Colombian footballer (born 1994)

Brayan Damián Lucumí Lucumí (born 12 February 1994) is a Colombian professional footballer who plays as a winger for Venezuelan club Portuguesa.

==Club career==
Born in Villa Rica, Cauca, Lucumí was a Deportivo Cali youth graduate. He made his first team debut on 14 February 2013, coming on as a second-half substitute for Carlos Rentería in a 4–1 Copa Colombia away win against Dépor.

After failing to make a league appearance for the club, Lucumí was loaned to Llaneros for the 2014 season.
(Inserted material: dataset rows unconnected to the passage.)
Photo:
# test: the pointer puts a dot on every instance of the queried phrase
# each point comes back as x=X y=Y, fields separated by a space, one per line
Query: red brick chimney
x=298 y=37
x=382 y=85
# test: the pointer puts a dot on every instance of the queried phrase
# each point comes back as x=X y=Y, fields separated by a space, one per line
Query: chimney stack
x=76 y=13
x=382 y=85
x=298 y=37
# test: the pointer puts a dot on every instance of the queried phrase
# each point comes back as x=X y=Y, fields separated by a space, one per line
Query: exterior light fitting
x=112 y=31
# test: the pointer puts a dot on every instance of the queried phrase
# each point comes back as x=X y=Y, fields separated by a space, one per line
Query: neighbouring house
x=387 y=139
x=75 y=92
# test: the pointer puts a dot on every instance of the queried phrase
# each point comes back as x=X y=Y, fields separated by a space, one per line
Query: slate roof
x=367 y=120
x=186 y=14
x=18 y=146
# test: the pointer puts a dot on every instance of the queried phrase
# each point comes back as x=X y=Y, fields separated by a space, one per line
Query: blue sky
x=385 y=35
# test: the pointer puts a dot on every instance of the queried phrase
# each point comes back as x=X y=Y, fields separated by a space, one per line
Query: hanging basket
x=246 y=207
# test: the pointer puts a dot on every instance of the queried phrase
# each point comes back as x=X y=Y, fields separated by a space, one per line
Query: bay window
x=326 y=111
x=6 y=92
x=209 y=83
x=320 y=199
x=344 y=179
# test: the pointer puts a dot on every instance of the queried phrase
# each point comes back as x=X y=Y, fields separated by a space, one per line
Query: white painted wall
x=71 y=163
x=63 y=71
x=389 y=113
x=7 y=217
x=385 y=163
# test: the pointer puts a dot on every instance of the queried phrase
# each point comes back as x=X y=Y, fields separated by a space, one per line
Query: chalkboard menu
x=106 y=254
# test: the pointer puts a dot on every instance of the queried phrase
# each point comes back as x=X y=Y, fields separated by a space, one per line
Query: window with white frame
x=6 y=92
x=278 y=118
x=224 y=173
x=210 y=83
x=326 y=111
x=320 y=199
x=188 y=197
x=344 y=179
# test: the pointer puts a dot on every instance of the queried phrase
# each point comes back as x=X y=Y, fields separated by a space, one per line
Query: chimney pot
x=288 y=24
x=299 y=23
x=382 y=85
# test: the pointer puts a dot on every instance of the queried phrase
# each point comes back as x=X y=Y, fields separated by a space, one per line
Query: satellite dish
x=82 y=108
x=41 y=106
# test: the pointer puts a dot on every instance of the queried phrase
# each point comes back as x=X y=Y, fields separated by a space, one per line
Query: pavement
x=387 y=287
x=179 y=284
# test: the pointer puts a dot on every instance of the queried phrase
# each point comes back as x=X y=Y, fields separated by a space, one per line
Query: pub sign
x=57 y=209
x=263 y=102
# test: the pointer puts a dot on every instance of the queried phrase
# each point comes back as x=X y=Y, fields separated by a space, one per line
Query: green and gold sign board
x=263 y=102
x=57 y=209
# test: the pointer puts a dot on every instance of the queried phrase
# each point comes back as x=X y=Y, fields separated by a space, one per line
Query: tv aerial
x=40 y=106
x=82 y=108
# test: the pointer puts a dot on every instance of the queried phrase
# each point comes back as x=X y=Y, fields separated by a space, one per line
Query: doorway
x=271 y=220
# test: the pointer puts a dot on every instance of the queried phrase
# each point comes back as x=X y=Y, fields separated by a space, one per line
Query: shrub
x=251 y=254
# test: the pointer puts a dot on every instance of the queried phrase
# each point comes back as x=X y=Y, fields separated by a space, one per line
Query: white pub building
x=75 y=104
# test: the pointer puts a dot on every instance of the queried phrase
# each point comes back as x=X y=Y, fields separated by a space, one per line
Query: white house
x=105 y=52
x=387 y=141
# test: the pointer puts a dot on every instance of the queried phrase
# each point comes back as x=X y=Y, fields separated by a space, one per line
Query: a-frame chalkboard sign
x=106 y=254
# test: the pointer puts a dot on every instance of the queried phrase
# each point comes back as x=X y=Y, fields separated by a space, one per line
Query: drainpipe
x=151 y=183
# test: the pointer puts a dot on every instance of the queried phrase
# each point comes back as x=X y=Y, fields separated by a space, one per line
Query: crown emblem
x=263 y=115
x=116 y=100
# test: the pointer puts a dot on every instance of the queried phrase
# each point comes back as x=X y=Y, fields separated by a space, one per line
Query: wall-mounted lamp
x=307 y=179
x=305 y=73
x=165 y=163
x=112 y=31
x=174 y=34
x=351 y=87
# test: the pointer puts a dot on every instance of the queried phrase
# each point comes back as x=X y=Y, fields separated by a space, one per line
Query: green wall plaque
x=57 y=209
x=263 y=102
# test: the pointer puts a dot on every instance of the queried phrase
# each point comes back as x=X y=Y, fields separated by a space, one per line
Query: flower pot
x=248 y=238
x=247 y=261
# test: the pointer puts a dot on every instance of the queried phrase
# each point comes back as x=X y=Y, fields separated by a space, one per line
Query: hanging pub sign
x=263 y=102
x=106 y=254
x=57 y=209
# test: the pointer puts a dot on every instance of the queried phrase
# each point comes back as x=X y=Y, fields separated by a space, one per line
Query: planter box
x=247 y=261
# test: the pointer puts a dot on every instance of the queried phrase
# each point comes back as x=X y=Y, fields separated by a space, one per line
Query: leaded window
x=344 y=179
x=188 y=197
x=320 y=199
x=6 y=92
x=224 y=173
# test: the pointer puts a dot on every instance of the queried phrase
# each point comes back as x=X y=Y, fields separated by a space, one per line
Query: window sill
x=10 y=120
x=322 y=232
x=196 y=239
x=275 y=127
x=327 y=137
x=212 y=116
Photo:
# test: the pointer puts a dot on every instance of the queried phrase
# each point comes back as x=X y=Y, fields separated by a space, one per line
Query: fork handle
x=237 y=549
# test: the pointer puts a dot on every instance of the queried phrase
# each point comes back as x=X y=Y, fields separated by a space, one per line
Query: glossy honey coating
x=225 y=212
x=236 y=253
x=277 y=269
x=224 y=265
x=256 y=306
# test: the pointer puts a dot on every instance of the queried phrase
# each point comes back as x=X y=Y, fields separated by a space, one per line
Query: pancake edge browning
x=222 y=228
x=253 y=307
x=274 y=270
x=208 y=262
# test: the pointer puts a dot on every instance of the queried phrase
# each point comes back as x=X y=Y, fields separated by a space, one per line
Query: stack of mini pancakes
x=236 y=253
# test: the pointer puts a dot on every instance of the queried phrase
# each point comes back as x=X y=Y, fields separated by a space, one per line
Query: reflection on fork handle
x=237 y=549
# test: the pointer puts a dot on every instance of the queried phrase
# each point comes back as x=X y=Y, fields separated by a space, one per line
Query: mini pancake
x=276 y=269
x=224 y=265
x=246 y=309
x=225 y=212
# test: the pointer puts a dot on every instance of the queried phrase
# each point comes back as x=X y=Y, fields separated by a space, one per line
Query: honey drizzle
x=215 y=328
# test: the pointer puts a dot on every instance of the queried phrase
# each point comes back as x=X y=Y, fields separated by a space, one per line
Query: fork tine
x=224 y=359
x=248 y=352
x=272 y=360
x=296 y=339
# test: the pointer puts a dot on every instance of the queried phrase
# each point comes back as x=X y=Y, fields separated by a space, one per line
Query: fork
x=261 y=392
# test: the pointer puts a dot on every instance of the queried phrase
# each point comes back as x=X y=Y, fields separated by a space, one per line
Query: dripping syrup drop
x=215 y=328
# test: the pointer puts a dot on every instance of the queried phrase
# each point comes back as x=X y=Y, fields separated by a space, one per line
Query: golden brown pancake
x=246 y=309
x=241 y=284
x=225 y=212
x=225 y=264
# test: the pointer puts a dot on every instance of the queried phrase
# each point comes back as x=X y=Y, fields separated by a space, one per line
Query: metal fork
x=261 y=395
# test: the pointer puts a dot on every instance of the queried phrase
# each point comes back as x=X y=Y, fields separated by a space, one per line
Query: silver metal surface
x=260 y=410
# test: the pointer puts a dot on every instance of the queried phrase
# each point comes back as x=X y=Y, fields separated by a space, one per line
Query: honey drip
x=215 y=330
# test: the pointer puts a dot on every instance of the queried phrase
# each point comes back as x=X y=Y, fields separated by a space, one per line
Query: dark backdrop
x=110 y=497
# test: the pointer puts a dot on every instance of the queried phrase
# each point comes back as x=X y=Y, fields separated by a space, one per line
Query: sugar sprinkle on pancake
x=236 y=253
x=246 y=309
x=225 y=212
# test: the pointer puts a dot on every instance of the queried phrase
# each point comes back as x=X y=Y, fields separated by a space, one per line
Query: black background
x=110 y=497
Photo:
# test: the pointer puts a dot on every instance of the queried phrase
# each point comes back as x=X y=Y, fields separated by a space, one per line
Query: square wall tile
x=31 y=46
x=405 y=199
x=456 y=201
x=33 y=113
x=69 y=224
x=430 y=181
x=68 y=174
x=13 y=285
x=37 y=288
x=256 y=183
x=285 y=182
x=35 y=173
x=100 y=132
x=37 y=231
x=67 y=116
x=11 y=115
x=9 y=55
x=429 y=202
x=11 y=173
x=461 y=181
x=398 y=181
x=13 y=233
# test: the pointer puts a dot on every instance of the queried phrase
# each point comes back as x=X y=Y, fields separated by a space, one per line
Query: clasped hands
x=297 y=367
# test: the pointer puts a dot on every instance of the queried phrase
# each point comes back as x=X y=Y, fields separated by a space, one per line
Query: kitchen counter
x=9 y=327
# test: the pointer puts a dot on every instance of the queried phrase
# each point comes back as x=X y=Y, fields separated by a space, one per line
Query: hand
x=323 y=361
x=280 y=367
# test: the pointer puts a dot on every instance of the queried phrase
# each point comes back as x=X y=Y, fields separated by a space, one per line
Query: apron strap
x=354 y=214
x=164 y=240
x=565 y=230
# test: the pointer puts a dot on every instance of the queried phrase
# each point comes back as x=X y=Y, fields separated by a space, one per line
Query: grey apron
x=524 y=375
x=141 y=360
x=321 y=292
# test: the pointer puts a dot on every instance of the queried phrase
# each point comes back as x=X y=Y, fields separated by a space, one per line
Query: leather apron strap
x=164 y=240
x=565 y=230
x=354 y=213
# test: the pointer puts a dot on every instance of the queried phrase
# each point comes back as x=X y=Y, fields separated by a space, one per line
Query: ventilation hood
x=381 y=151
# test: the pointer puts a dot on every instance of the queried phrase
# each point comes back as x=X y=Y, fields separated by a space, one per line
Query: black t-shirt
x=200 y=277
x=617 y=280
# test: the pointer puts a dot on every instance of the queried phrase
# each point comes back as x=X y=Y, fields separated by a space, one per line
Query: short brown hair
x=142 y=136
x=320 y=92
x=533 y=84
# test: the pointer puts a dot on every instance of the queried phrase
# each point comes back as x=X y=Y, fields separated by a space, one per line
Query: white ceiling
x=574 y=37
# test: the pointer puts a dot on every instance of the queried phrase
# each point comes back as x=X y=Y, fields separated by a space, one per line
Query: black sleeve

Other loan moves to fellow Categoría Primera B sides Real Santander and Cúcuta Deportivo followed, before his permanent move to Mexican side Tigres UANL in 2017.

On 6 July 2017, after not making an appearance for Tigres, Lucumí returned to his home country and joined Deportivo Pasto in the Categoría Primera A. In January 2019, still owned by Tigres, he moved to fellow top-tier side Envigado.

On 8 July 2019, after featuring sparingly, Lucumí moved to Cortuluá in the second tier. On 17 November of the following year, he signed for Brazilian Série A side Coritiba on a short-term deal.